In Python, dataclasses are a great way to define data schemas. However, when the schema changes, you need to be able to update the old data to the latest version, or risk breaking the ability to load old data from JSON, YAML, or other formats.

upandup provides a simple way to define how to update between different versions of a schema, and then load the latest version of the schema from old data.

Let's say you have a dataclass like this:

@dataclass
class DataSchemaV1:
    x: int

Users might end up serializing this to JSON:

{
    "x": 1
}

Later, you decide to add a new field y:

@dataclass
class DataSchema:
    x: int
    x_str: str

Now, users can no longer load the old data, because the schema has changed.

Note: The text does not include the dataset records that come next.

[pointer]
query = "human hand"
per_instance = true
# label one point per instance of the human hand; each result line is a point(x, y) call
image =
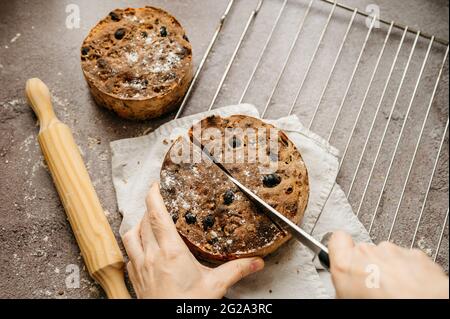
point(384, 271)
point(161, 265)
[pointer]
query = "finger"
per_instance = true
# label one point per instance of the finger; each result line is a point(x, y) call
point(233, 271)
point(340, 247)
point(149, 242)
point(132, 243)
point(162, 225)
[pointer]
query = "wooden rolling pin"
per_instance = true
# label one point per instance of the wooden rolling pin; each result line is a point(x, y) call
point(93, 233)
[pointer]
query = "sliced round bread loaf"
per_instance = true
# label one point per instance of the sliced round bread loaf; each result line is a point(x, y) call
point(137, 62)
point(216, 220)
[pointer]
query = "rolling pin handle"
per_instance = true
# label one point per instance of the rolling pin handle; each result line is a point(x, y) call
point(40, 100)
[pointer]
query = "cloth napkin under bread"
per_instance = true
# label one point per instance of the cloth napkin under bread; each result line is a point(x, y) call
point(290, 272)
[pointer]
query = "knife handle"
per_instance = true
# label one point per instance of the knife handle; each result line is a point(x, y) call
point(97, 243)
point(324, 259)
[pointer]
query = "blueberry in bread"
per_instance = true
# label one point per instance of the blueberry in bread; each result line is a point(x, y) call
point(212, 215)
point(137, 62)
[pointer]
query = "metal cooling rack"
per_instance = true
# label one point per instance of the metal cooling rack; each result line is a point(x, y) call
point(395, 38)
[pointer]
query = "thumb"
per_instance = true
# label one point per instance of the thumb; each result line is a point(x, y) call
point(233, 271)
point(340, 247)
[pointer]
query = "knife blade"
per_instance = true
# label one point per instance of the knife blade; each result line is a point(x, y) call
point(301, 235)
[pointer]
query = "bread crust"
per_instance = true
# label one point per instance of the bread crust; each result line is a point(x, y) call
point(198, 189)
point(137, 62)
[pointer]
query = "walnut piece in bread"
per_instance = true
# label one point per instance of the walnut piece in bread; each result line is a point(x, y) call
point(216, 220)
point(137, 62)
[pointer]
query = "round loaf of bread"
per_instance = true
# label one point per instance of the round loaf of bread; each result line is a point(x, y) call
point(216, 220)
point(137, 62)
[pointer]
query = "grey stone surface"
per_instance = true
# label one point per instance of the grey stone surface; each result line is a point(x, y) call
point(36, 242)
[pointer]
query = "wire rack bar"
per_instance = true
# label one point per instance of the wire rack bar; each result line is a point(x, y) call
point(422, 129)
point(288, 57)
point(380, 55)
point(338, 55)
point(397, 144)
point(313, 57)
point(386, 126)
point(438, 248)
point(430, 181)
point(397, 25)
point(261, 55)
point(366, 94)
point(204, 58)
point(358, 61)
point(372, 125)
point(251, 18)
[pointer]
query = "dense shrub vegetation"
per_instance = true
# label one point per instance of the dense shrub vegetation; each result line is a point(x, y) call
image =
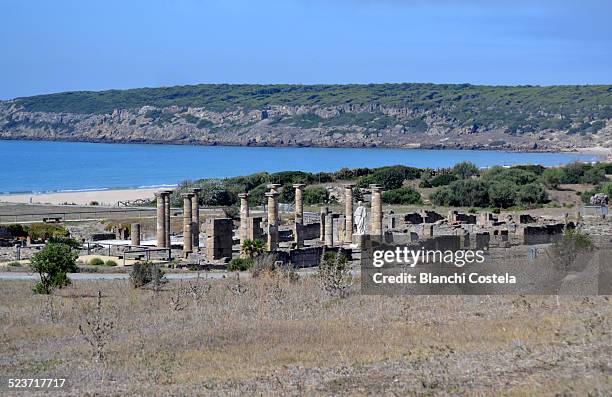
point(462, 185)
point(403, 195)
point(516, 109)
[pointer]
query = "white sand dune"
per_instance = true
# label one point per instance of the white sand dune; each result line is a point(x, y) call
point(103, 197)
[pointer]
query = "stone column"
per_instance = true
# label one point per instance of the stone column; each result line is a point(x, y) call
point(187, 223)
point(322, 216)
point(348, 212)
point(299, 215)
point(244, 217)
point(161, 219)
point(195, 218)
point(376, 211)
point(167, 215)
point(272, 220)
point(329, 229)
point(273, 186)
point(135, 233)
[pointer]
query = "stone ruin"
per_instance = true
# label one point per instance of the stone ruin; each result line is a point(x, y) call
point(302, 241)
point(599, 199)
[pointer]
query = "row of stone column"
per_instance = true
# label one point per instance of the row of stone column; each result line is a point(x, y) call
point(191, 220)
point(326, 231)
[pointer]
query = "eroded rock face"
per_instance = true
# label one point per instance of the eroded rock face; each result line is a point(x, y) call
point(282, 126)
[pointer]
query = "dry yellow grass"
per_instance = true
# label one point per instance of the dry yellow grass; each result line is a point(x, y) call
point(273, 336)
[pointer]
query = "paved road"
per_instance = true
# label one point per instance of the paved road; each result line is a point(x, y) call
point(12, 276)
point(7, 276)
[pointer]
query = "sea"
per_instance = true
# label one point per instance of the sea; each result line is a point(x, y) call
point(44, 166)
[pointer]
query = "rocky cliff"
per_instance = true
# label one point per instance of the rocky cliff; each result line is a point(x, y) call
point(469, 119)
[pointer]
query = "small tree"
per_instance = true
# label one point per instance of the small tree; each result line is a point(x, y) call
point(145, 274)
point(465, 170)
point(253, 248)
point(333, 271)
point(53, 264)
point(566, 251)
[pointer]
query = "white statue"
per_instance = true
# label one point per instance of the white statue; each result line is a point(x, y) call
point(360, 215)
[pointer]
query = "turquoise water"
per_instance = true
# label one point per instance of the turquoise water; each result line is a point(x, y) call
point(40, 166)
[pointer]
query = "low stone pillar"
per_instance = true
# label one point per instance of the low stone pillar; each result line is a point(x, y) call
point(339, 230)
point(348, 212)
point(299, 215)
point(167, 214)
point(161, 219)
point(322, 216)
point(187, 223)
point(329, 229)
point(244, 217)
point(272, 220)
point(377, 229)
point(273, 187)
point(135, 233)
point(195, 219)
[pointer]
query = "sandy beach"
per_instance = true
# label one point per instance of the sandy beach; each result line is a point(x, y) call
point(103, 197)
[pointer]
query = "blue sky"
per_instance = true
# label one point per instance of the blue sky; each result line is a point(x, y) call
point(53, 46)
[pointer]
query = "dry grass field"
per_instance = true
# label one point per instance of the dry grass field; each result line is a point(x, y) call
point(273, 336)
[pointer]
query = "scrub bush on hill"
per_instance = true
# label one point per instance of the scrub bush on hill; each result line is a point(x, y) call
point(515, 176)
point(465, 170)
point(389, 179)
point(553, 177)
point(442, 180)
point(517, 110)
point(53, 264)
point(404, 195)
point(316, 195)
point(463, 193)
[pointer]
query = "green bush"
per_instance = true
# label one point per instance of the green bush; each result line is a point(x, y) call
point(316, 195)
point(462, 193)
point(442, 180)
point(146, 273)
point(465, 170)
point(240, 264)
point(404, 195)
point(253, 248)
point(502, 194)
point(516, 176)
point(44, 231)
point(389, 178)
point(95, 262)
point(17, 230)
point(593, 176)
point(552, 177)
point(531, 194)
point(53, 264)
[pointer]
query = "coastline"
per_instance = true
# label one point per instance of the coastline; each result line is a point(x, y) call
point(104, 197)
point(598, 151)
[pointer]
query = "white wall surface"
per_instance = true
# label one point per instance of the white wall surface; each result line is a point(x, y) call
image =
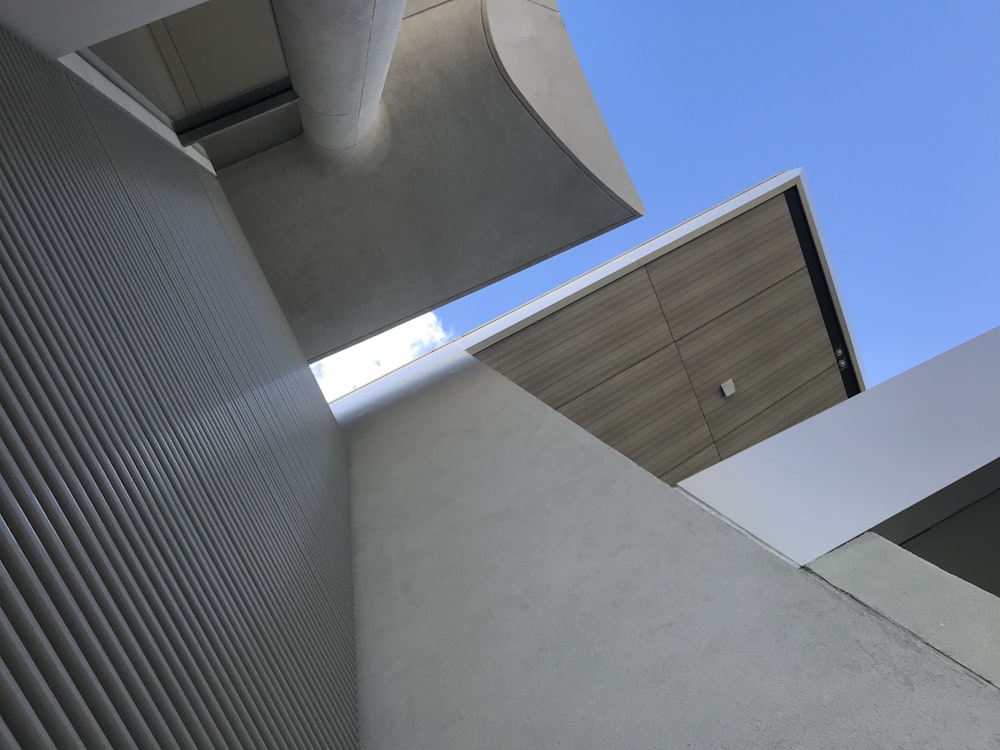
point(821, 483)
point(519, 584)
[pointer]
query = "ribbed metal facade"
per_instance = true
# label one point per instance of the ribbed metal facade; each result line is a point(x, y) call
point(175, 537)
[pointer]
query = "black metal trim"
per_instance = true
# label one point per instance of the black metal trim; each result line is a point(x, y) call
point(821, 288)
point(210, 120)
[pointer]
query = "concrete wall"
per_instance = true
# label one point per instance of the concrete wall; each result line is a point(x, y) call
point(175, 562)
point(823, 482)
point(521, 585)
point(458, 184)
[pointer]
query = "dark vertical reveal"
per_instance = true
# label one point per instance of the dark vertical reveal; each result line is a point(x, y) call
point(815, 267)
point(175, 550)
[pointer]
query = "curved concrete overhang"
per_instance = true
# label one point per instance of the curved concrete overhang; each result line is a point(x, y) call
point(338, 57)
point(470, 174)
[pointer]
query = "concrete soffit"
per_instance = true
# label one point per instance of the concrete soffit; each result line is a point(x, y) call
point(488, 155)
point(534, 54)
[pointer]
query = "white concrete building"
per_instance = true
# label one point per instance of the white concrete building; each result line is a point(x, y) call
point(197, 198)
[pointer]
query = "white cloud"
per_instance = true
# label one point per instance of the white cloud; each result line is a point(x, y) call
point(362, 363)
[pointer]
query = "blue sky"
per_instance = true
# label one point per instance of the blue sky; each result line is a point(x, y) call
point(892, 108)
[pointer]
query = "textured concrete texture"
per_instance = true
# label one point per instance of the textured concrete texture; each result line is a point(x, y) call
point(952, 615)
point(520, 585)
point(458, 184)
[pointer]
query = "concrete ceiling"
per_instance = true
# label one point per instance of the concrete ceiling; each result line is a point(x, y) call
point(488, 155)
point(201, 57)
point(57, 27)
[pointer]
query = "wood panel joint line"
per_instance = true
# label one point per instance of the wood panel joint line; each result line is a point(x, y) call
point(680, 356)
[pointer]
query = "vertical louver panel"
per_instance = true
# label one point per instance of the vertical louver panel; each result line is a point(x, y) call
point(175, 534)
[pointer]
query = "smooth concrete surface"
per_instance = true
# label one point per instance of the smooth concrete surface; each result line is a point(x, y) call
point(100, 83)
point(823, 482)
point(957, 618)
point(338, 57)
point(56, 27)
point(205, 56)
point(535, 53)
point(520, 585)
point(456, 186)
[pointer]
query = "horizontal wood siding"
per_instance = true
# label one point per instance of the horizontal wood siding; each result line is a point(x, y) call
point(737, 303)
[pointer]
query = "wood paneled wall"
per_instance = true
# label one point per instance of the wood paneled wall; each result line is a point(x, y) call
point(639, 362)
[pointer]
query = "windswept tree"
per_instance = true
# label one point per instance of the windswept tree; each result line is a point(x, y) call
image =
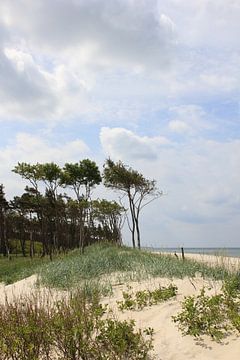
point(109, 215)
point(4, 206)
point(138, 190)
point(82, 177)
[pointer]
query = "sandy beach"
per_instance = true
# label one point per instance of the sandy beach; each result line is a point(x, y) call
point(169, 344)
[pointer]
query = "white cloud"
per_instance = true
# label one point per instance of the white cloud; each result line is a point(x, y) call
point(189, 119)
point(120, 143)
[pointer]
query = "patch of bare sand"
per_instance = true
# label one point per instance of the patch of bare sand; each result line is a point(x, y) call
point(28, 288)
point(169, 344)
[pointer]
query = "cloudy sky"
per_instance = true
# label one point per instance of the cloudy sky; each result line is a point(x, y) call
point(155, 83)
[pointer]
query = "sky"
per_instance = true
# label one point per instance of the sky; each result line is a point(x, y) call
point(153, 83)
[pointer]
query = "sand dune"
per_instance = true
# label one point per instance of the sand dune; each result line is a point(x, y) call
point(169, 344)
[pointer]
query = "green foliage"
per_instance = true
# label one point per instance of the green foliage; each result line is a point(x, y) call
point(144, 298)
point(103, 260)
point(214, 315)
point(72, 329)
point(83, 174)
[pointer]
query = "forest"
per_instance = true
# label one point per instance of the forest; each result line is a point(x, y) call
point(57, 211)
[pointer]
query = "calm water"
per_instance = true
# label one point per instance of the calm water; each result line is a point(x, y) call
point(233, 252)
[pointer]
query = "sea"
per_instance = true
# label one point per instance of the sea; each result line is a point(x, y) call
point(232, 252)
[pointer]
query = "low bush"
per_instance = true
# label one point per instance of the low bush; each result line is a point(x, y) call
point(145, 298)
point(215, 315)
point(72, 329)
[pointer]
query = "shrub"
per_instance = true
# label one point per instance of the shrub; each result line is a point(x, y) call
point(144, 298)
point(215, 315)
point(70, 329)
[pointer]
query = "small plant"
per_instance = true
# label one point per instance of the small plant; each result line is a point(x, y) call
point(70, 329)
point(215, 315)
point(203, 315)
point(145, 298)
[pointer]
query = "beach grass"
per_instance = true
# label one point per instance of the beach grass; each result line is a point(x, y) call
point(19, 268)
point(104, 265)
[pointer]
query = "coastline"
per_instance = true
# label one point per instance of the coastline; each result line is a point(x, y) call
point(169, 344)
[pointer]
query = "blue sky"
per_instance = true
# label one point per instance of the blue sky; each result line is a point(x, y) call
point(154, 83)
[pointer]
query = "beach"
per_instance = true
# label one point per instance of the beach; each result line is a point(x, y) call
point(169, 344)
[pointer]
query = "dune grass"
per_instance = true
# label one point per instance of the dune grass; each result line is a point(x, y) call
point(103, 264)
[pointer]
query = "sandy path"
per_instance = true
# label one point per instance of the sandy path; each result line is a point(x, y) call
point(169, 344)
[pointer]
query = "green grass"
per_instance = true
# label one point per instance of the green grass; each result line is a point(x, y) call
point(102, 261)
point(99, 263)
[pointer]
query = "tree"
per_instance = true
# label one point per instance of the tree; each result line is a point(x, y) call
point(81, 178)
point(138, 190)
point(4, 206)
point(109, 215)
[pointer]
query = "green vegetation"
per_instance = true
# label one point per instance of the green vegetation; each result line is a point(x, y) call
point(215, 315)
point(144, 298)
point(102, 264)
point(72, 329)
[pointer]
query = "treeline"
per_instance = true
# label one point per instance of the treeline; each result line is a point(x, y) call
point(47, 214)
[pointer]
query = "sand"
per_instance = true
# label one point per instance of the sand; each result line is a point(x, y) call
point(169, 344)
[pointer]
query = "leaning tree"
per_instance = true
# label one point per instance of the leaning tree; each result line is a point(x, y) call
point(138, 190)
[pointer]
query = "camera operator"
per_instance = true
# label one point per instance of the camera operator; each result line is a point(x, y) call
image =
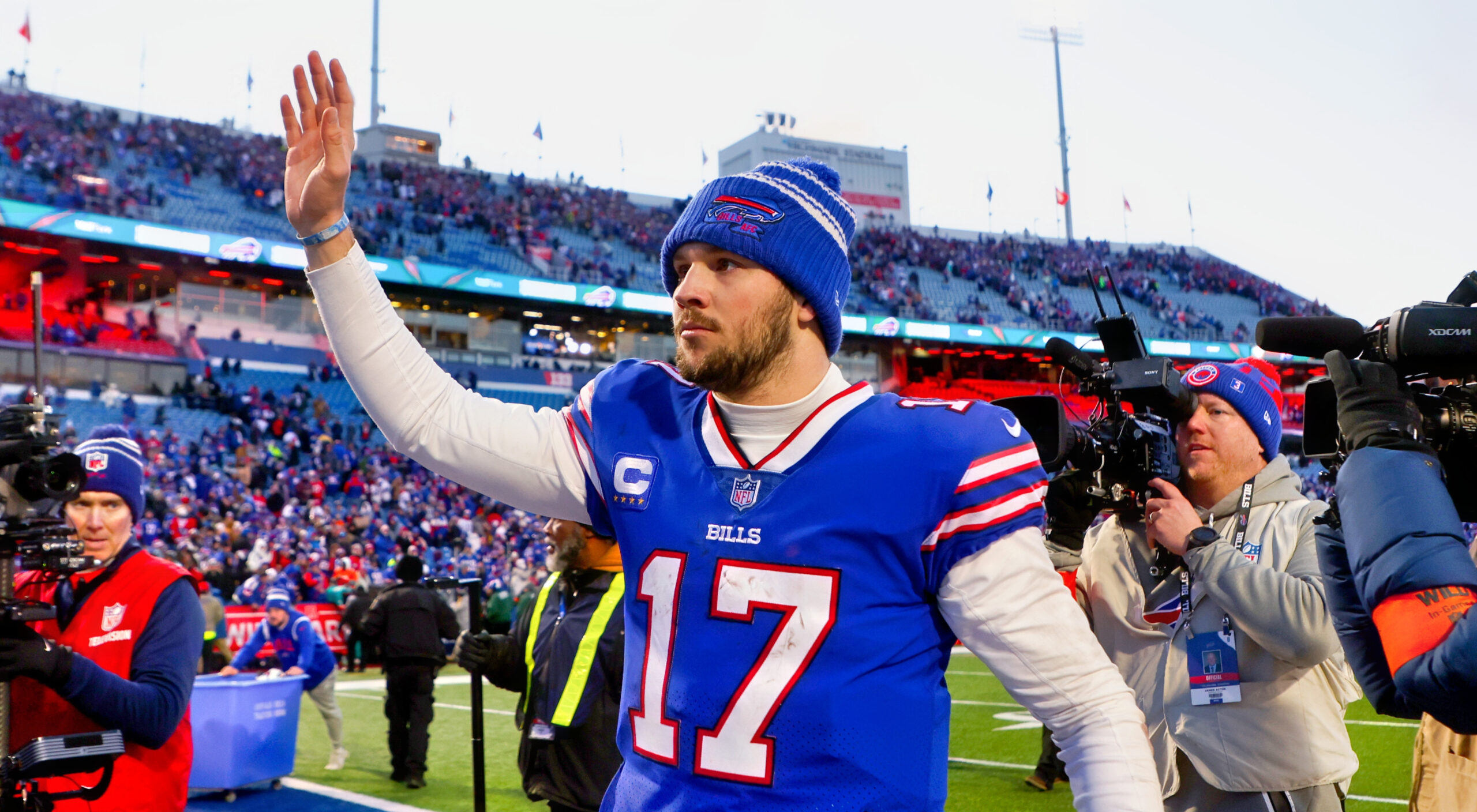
point(573, 640)
point(1401, 581)
point(123, 647)
point(1213, 612)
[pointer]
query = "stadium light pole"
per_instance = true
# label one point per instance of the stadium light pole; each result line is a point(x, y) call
point(374, 72)
point(1058, 37)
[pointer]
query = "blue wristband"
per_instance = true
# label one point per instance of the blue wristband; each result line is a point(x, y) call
point(327, 234)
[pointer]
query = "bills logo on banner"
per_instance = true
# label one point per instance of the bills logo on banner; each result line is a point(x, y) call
point(1203, 374)
point(1169, 612)
point(244, 250)
point(241, 622)
point(745, 494)
point(111, 616)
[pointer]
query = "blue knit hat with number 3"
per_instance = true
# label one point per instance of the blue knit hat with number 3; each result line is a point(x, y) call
point(786, 216)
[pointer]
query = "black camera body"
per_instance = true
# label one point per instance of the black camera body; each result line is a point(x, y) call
point(1429, 340)
point(1130, 436)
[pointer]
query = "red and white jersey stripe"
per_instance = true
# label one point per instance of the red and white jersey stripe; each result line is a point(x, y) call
point(996, 512)
point(999, 465)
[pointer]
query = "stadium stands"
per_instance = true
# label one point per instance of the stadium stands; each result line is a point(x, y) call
point(209, 178)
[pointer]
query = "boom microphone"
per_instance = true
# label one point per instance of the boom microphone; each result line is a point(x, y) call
point(1064, 354)
point(1312, 336)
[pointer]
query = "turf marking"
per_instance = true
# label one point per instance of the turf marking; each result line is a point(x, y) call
point(439, 705)
point(347, 796)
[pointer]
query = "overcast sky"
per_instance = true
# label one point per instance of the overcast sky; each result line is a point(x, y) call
point(1325, 145)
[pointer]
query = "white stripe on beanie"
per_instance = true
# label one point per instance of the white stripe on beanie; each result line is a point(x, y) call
point(113, 445)
point(810, 204)
point(839, 200)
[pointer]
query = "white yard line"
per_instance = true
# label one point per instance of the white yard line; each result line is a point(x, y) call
point(436, 705)
point(352, 798)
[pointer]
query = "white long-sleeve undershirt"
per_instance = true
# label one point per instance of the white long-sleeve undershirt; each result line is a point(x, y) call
point(1005, 602)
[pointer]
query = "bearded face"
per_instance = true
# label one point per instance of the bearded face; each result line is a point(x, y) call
point(734, 356)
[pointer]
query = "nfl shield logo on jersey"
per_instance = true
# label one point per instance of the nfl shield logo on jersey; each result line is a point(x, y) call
point(111, 616)
point(745, 494)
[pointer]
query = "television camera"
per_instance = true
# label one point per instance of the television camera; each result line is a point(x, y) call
point(1129, 438)
point(35, 484)
point(1431, 344)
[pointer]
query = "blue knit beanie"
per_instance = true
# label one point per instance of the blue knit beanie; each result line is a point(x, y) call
point(114, 464)
point(1254, 390)
point(786, 216)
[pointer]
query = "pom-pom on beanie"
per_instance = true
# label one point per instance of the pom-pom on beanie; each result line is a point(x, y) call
point(1254, 390)
point(789, 217)
point(114, 464)
point(410, 569)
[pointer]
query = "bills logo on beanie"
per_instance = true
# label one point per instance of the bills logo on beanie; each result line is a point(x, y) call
point(1254, 390)
point(114, 464)
point(786, 216)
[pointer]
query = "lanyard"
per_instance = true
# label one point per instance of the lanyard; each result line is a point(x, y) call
point(1243, 517)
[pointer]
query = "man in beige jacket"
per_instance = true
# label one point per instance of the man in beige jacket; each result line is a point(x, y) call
point(1214, 615)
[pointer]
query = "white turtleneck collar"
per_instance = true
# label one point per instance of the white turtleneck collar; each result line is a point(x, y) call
point(760, 430)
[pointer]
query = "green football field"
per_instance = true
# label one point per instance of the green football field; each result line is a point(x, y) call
point(993, 742)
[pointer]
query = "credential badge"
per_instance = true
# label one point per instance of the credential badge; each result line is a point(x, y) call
point(111, 616)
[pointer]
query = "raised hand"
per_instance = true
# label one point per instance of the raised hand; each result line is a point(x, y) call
point(320, 145)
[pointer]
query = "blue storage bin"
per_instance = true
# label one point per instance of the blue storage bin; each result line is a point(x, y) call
point(244, 730)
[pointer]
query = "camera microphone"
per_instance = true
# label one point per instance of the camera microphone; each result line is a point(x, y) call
point(1312, 336)
point(1066, 354)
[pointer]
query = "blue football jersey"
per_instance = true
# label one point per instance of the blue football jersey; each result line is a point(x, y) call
point(784, 649)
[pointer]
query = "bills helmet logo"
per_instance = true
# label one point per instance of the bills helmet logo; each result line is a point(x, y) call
point(244, 250)
point(111, 616)
point(745, 494)
point(743, 215)
point(1203, 374)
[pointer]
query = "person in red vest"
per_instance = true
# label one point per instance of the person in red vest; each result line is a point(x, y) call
point(120, 653)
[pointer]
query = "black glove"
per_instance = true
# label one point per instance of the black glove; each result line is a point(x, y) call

You need to define how to update the old data to the new schema. upandup provides a way to do this.

import upandup as upup

update = lambda cls_start, cls_end, obj_start: cls_end(x=obj_start.x, x_str="the value is: %d" % obj_start.x)

# Register the update
upup.register_updates("DataSchema", DataSchemaV1, DataSchema, fn_update=update)

In the end, upandup exposes a load method that users can call to load the latest version of the schema from old data every time.

data = { x: 1 }
obj = upup.load("DataSchema", data)
print(obj.x_str) # the value is: 1

This load method can also be exposed as an anonymous function such as:

# In your package:
load_data_schema = upup.make_load_fn("DataSchema")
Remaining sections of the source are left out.